The court found that shoreline easements granted to the dam
operator after it was built did provide protections for that
operator.  To suggest otherwise, it states, would hold the
operator "hostage to the most geologically fragile shoreline
property, which is not a reasonable interpretation of the flood
easements."

The plaintiffs in the case were led by north shore property owner
Becky Mattson, who died in July 2010 at age 88.

They alleged that Kerr Dam operations since the dam was completed
in 1938 have resulted in an "ever widening footprint" of the lake,
with severe erosion being caused when the lake is artificially
held at the full pool elevation of 2,893 feet, particularly during
fall storms.  Before the dam was built, court documents state, the
lake reached peak elevations of 2,890 feet.

The case has gone to the Supreme Court for review three times
since litigation got under way in 1999, and the recent ruling
defines the lawsuit "class" as anybody who has owned property on
the lake or portions of the river since November 1991.

That amounts to about 3,000 properties and could entail multiple
owners of each property, said Jamie Franklin, a Chicago-based
attorney representing the plaintiffs.  "There could be multiple
owners associated with the 22 years of those properties. All of
those people would be class members," she said.

"We will be proceeding on behalf of all those people and try to
recover any damages they've incurred," Mr. Franklin added.

Mr. Franklin said he is ready to proceed, and Flathead County
District Courts soon will schedule hearings for the coming year.
Judge Curtis is retiring so another judge will preside over the
case.


NEW JERSEY: Red-Light Camera Suit Deal to Pay Partial Refunds
-------------------------------------------------------------
Mike Frassinelli, writing for The Star-Ledger, reports that close
to a half-million people who received red-light camera tickets in
New Jersey will receive partial refunds under a settlement in a
class-action suit.

The refunds will apply to motorists who received tickets at
intersections in 18 towns where the timing of the yellow lights
wasn't officially certified until July 25.

But motorists, who received tickets from $85 to $140, won't
exactly be able to celebrate with a surf-and-turf dinner.  The
average $6 refund will be more suited for a McDonald's Value Meal.

The refunds apply to motorists who received tickets before July 25
in the cities of Jersey City, Linden and Rahway; the boroughs of
Glassboro, Palisades Park and Roselle Park; and the townships of
Brick, Deptford, East Brunswick, East Windsor, Gloucester,
Lawrence, Monroe, Piscataway, Pohatcong, Union, Wayne and
Woodbridge.

They apply only to cameras operated by American Traffic Solutions.
In Newark, for example, where 19 of the cameras are located, the
cameras are operated by a different vendor and are not part of the
$4.2 million settlement announced today.

A separate class-action suit is pending against Redflex Traffic
Systems, vendor for cameras in Newark, Edison, New Brunswick,
Cherry Hill, Englewood Cliffs, Springfield Township,
GloucesterTownship and Stratford Borough.

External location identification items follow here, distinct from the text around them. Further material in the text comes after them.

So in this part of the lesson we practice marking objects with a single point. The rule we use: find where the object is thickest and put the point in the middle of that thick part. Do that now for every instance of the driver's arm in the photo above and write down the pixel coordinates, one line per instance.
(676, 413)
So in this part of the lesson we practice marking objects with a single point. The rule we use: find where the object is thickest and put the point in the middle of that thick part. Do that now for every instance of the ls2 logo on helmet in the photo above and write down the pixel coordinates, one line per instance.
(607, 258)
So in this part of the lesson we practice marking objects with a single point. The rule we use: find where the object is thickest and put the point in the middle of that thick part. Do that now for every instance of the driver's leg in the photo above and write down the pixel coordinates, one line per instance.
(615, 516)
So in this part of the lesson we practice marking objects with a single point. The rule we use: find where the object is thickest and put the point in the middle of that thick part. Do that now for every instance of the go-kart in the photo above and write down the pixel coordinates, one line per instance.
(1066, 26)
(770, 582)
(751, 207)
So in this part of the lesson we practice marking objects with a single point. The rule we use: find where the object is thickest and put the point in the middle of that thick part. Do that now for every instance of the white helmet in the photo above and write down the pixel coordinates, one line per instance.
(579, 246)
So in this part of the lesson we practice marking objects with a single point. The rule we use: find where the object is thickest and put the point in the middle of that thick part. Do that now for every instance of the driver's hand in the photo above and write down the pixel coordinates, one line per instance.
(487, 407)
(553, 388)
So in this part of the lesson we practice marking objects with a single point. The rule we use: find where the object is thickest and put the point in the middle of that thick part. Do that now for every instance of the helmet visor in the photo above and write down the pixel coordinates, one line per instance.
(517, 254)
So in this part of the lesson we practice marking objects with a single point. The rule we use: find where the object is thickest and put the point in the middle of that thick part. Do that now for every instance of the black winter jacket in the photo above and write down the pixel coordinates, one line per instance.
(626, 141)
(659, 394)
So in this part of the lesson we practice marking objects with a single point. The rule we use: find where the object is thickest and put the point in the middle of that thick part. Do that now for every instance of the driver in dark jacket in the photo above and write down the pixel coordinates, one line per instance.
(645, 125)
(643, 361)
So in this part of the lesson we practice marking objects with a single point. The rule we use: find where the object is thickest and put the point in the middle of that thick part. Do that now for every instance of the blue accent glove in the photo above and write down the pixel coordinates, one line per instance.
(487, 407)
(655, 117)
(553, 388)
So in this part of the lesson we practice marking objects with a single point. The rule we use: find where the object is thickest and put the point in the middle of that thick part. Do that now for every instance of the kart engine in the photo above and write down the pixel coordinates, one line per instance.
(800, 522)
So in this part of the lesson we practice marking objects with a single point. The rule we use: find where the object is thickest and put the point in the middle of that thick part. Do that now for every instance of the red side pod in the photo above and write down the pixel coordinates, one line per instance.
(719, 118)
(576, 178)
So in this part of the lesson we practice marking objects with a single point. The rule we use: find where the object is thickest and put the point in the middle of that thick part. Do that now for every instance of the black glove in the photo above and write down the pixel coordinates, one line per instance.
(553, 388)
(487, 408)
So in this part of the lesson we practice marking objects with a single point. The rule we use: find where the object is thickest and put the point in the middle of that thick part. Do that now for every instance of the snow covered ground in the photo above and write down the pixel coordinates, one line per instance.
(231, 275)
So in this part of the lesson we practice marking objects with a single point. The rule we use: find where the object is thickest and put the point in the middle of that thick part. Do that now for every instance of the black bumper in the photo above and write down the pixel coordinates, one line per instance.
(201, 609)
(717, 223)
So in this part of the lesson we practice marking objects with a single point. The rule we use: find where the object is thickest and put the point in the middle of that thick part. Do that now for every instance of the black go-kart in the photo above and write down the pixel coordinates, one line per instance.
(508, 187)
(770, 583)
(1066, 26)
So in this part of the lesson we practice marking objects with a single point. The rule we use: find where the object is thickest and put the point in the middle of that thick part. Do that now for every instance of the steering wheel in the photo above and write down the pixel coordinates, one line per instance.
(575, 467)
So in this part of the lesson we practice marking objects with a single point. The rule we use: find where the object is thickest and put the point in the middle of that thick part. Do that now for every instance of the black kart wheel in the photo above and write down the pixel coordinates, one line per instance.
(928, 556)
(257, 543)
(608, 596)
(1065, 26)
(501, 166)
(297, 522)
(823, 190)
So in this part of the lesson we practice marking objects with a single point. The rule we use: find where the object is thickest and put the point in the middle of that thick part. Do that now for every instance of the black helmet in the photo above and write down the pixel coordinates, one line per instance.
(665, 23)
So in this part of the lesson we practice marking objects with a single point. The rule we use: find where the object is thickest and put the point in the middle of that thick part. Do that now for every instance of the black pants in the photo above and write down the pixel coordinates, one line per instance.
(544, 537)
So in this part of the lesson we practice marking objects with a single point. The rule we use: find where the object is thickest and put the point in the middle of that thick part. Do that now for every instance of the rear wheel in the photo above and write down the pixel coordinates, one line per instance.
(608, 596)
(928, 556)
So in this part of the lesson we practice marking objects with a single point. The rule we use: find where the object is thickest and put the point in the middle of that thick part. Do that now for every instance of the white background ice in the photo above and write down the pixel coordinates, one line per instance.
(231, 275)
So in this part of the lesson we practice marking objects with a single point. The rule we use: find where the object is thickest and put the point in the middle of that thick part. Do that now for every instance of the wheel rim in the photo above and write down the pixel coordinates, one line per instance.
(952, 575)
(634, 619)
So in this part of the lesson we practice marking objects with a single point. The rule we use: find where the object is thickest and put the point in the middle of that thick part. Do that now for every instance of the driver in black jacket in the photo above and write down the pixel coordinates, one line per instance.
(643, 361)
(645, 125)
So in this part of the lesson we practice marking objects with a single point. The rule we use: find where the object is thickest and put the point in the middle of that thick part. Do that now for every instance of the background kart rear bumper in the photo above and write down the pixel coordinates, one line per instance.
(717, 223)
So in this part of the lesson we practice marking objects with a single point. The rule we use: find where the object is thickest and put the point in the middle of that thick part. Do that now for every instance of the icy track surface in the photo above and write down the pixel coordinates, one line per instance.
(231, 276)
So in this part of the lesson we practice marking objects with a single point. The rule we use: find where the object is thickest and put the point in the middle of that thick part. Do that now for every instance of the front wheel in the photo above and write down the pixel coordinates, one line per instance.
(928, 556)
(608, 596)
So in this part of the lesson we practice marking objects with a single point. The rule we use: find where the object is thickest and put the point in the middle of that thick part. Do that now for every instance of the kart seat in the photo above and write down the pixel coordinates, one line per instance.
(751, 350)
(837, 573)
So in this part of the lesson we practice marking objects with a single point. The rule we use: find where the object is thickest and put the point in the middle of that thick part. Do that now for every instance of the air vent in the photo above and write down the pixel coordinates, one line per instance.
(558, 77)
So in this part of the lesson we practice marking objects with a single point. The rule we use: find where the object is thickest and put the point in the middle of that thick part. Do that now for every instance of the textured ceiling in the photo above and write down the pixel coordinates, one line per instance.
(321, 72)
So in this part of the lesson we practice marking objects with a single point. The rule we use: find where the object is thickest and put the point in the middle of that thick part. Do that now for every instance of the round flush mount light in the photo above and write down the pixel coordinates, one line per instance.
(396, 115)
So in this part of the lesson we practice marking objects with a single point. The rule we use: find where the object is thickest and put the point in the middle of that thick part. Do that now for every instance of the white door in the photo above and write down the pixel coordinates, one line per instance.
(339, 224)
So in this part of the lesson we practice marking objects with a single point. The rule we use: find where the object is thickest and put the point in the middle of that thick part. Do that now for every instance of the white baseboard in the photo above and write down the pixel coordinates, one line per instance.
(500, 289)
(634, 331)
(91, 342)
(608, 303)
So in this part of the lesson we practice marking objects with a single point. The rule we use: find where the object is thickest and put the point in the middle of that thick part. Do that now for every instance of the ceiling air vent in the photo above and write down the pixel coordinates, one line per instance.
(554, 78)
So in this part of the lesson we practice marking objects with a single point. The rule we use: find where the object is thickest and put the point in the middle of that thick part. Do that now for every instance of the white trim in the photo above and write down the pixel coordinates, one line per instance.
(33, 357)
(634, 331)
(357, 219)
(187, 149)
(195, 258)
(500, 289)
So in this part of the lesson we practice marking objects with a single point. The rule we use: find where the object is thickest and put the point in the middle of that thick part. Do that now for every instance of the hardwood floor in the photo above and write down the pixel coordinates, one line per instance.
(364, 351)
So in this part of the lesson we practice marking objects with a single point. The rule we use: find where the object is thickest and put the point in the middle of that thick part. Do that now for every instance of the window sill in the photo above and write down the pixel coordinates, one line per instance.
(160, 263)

Ramona Way received a $140 ticket in the spring for a rolling
right turn on red at Routes 1&9 and South Stiles Street in Linden
as she returned home from the doctor's office.

She was told on Dec. 28 that American Traffic Solutions had agreed
to a $4.2 million settlement in the class-action suit.

"That's great," she said.

Then she was told the settlement, after attorney and settlement
administrative fees, would be split among 500,000 tickets, leaving
her with a $6 refund.

"That's not great," she said.

"It's an insult," she added.  "That light will go an entrapping
people and they'll continue to make money."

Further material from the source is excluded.